Oklahoma Producers Interested in Providing Habitat for Monarch Butterflies Should Look to USDA NRCS for Assistance
With deadlines quickly approaching, the Regional Conservation Partnership Program (RCPP) administered by the USDA’s Natural Resources Conservation Service (NRCS) is partnering with Pheasants Forever and Quail Forever (PFQF) here in Oklahoma. PFQF is assisting Oklahoma’s farmers and ranchers to apply for a federal program that provides free technical and possible financial assistance to landowners wanting to manage portions of their property for monarch butterfly habitat.
“The Monarch is the iconic butterfly of North America and, like many other pollinators, their populations are declining. This must be a concern for all of us, as the food system we rely on requires pollinators,” said Gary O’Neill, Oklahoma State Conservationist for NRCS. Quail Forever biologists, in partnership with NRCS, work side-by-side with Oklahoma producers to develop a conservation plan tailored to the producer’s property. “These plans provide technical and possible access to financial assistance on how to use conservation practices to meet natural resource concerns and production goals,” said O’ Neill.
Leslie Elmore, a Wildlife Biologist with Quail Forever, states “Together we can reverse the trend to improve the habitat for the Monarch butterfly and additional pollinator species that are valuable to agriculture in Oklahoma.” The Farm Bill conservation practices that benefit monarch butterflies also can improve soil and water quality, control invasive species, and provide quality forage for livestock.
“There are many ways landowners can establish or enhance habitat for monarch butterflies on their property. Removing eastern redcedar allows native grasses and wildflowers to regenerate, prescribed burns benefit plants preferred by monarchs, and timely mowing or haying can encourage milkweed and wildflowers to bloom just in time for fall migration,” said Elmore.
As an example, producers interested in incorporating prescribed fire and redcedar removal into their operations may be most interested in the Environmental Quality Incentives Program (EQIP) that has an application deadline of April 17, 2020.
Producers can also plant native wildflower seeds along field borders or in under-productive areas of crop fields, in buffers along waterways, around wetlands, near barns or gardens, and other suitable locations. Farmers interested in planting nectar-rich plants, including milkweed, to fuel the monarch’s multi-generational migration may be eligible for assistance through the Monarch RCPP Conservation Stewardship Program (CSP) that has a May 29, 2020 application deadline.
Situated in the heart of the monarch’s migration corridor, Oklahoma is critically important to their survival. The following counties are counties eligible for Monarch RCPP funding: Alfalfa, Caddo, Canadian, Carter, Cleveland, Comanche, Cotton, Creek, Garfield, Garvin, Grady, Grant, Jefferson, Kay, Kingfisher, Lincoln, Logan, Love, McClain, Murray, Noble, Okfuskee, Oklahoma, Pawnee, Payne, Pottawatomie, Stephens. NRCS offers a wide variety of programs throughout Oklahoma that can help restore habitat and address resource concerns on private properties.

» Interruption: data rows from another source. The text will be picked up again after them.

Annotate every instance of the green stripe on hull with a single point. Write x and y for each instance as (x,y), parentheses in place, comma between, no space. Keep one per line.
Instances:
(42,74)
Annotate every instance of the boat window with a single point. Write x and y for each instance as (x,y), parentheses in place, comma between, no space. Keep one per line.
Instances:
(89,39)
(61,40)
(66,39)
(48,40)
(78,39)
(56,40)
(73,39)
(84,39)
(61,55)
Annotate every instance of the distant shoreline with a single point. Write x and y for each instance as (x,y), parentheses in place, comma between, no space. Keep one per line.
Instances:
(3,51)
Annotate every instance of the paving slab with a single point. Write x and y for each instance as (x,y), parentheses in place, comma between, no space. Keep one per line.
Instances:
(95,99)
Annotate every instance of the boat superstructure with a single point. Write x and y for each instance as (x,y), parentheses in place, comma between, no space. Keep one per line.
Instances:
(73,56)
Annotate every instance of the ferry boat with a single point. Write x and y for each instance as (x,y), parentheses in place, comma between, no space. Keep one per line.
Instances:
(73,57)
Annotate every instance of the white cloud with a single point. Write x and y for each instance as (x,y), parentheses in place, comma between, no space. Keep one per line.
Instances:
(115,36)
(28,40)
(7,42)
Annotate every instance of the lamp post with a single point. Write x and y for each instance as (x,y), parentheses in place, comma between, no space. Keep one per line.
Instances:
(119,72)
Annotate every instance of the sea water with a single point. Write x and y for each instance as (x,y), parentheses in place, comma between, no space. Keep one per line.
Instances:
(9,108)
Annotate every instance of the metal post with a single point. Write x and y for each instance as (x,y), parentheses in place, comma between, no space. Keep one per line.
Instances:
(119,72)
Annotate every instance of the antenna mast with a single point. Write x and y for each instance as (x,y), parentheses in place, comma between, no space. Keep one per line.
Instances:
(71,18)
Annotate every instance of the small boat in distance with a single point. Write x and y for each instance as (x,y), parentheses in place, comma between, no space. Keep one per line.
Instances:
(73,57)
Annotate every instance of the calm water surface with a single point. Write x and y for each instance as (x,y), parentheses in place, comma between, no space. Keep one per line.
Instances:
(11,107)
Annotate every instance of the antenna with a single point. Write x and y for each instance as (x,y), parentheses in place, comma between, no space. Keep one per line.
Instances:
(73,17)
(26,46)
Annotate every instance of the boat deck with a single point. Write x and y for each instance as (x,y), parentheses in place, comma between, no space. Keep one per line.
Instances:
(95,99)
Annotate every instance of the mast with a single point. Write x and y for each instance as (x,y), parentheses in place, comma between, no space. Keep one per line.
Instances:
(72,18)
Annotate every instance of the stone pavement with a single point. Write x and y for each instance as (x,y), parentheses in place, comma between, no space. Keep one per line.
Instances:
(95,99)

Currently the NRCS field offices are open by phone appointment only until further notice. NRCS staff are available to provide one-on-one, customer-specific assistance and take applications. If you specifically have a question about the Monarch program please contact Leslie Elmore at 405-714-8886 or firstname.lastname@example.org to discuss how you might improve Monarch habitat on your property. LOOKING for your office?
“How we manage our land in Oklahoma will directly impact the fate of the monarch migration that has occurred each spring and fall for eons,” said Elmore. “Many of us have childhood memories of seeing thousands of monarchs fill the sky. It is an amazing phenomenon and one we can preserve to share with future generations.”